Saturday, March 02, 2019

What should apologists do?

The participants in this debate are less intent to win the debate than to promote their own favored version of atheism or theism, for Haldane that being Thomistic Roman Catholicism and for Smart a scientistic species of atheism. The debate would have had more meaning for the students to whom it is supposed to be directed according to the book's cover if the debators had defended a more generic version of their respective theses, thereby freeing them from having to make use of controversial metaphysical doctrines that are not familiar to students and which the debators do not have sufficient space to explain and defend properly. This would have made it more of a real debate. By tying his atheism to a reductive materialistic metaphysics, Smart gives away a significant advantage that the atheist has over the theist in the debate; for whereas theism is committed to a metaphysics that requires the existence of nonembodied spiritual substances, namely God and finite souls, atheism is not committed to any specific metaphysics and thus is less vulnerable than theism.

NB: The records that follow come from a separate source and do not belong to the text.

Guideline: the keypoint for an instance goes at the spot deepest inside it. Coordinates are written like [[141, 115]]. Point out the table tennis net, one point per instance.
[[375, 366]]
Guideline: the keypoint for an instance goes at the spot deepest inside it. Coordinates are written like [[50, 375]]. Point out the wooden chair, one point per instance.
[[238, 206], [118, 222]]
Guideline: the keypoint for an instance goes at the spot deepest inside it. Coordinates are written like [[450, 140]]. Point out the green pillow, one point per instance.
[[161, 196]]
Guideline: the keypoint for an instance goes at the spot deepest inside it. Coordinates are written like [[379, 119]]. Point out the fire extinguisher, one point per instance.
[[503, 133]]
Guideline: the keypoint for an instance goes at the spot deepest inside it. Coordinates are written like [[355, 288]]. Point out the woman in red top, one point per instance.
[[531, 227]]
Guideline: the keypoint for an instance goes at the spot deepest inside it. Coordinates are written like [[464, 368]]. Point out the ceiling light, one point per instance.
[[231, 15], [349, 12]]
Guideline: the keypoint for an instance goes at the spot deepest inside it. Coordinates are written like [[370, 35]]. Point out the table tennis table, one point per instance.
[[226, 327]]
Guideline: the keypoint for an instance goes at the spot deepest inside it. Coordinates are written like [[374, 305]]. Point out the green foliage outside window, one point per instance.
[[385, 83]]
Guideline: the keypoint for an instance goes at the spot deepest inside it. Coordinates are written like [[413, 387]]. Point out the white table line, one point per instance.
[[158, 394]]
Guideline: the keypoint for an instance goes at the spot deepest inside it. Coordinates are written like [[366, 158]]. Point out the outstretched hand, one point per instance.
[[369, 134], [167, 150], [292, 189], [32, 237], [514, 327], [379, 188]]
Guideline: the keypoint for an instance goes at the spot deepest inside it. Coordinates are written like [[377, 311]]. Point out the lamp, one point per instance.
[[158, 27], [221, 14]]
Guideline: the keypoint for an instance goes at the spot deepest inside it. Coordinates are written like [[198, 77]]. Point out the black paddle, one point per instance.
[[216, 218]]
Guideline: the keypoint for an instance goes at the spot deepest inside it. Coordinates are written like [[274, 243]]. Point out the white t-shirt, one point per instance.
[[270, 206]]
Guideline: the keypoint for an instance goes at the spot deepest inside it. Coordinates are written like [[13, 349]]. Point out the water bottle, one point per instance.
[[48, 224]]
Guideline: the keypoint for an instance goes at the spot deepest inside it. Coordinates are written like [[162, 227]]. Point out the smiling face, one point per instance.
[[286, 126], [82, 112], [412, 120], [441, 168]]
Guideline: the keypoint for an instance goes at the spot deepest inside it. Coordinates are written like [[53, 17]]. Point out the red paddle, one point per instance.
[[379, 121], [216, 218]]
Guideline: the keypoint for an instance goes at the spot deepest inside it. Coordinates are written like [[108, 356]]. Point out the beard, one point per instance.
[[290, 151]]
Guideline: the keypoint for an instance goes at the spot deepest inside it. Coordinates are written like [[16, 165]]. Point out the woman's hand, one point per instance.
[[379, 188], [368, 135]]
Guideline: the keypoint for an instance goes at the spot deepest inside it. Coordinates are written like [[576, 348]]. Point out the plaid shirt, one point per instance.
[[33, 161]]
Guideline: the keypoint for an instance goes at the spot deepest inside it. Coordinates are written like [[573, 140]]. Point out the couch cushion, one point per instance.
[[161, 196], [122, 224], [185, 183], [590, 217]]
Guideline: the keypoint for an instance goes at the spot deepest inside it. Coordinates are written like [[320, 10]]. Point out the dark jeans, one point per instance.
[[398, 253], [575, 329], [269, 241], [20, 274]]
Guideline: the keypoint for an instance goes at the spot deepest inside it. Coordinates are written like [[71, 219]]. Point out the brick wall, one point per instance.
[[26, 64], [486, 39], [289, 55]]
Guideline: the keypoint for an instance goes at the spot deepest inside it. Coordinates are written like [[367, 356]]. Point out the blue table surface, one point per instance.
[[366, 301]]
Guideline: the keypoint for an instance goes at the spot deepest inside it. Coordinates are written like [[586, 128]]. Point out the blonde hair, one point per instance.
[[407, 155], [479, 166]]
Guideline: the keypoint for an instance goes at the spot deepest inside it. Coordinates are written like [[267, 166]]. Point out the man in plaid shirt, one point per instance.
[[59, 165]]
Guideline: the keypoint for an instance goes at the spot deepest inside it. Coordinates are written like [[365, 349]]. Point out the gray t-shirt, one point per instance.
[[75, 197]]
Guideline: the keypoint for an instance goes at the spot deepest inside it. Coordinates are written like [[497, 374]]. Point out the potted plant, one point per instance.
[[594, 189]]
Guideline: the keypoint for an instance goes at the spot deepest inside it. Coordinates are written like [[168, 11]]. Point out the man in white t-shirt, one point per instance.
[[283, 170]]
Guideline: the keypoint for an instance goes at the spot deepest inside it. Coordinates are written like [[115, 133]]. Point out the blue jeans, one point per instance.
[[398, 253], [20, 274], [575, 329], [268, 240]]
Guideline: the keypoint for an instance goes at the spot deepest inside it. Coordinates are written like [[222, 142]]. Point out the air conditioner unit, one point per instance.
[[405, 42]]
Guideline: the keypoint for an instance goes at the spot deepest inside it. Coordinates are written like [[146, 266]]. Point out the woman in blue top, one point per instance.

Smart would have done better to base his atheism on the inductive argument from the apparently gratuitous evils of the world rather than the more vulnerable reductive physicalism. 

This manner of refutation seems to violate the principle of minimal ordinance enjoining us to use the weakest premises that are needed to establish a desired conclusion, for there should be a refutation that does not need to commit itself to a highly controversial nonobjectivist theory of ethics. 

And, finally, Haldane gives an account of his particular brand of theism, namely Catholicism. While the account is not unattractive, it is perhaps somewhat out of place in a book where the question is the general one whether there is or is not a God. 

This raises an issue in apologetic methodology. On the one hand it's popular and prudent for apologists to defend less than they believe. To defend the least ambitious position sufficient to prove their immediate point. The tactical advantage of so doing is that defending the least ambitious formulation has the lowest burden of proof. 

On the other hand, a weakness or limitation of that tactic is that when they artificially confine themselves to defending less than they believe, they may never get around to defending their full-orbed position. But if they're not prepared to defend the whole package, because that's more demanding, because that raises the burden of proof, then they've failed to defend their actual position.

It's refreshing that Smart and Haldane go for broke by defending what they actually believe, rather than a safer surrogate position. They don't hold back.

If apologists lack the confidence to defend the whole package, why do they believe the whole package? Presumably they have reasons for believing the entire package, so at least on occasion shouldn't they make a case for their full-orbed position even if it means exposing more of their flank to hostile fire? If they can't argue for the totality of their position, what's their basis for believing more than they are prepared to defend? 

I think there are many situations in which the minimalistic approach is strategically legitimate. But it's a serious deficiency if the apologist never gets beyond that. Ultimately, this isn't a question of strategy but defending what you really believe. At least that should be the ultimate goal.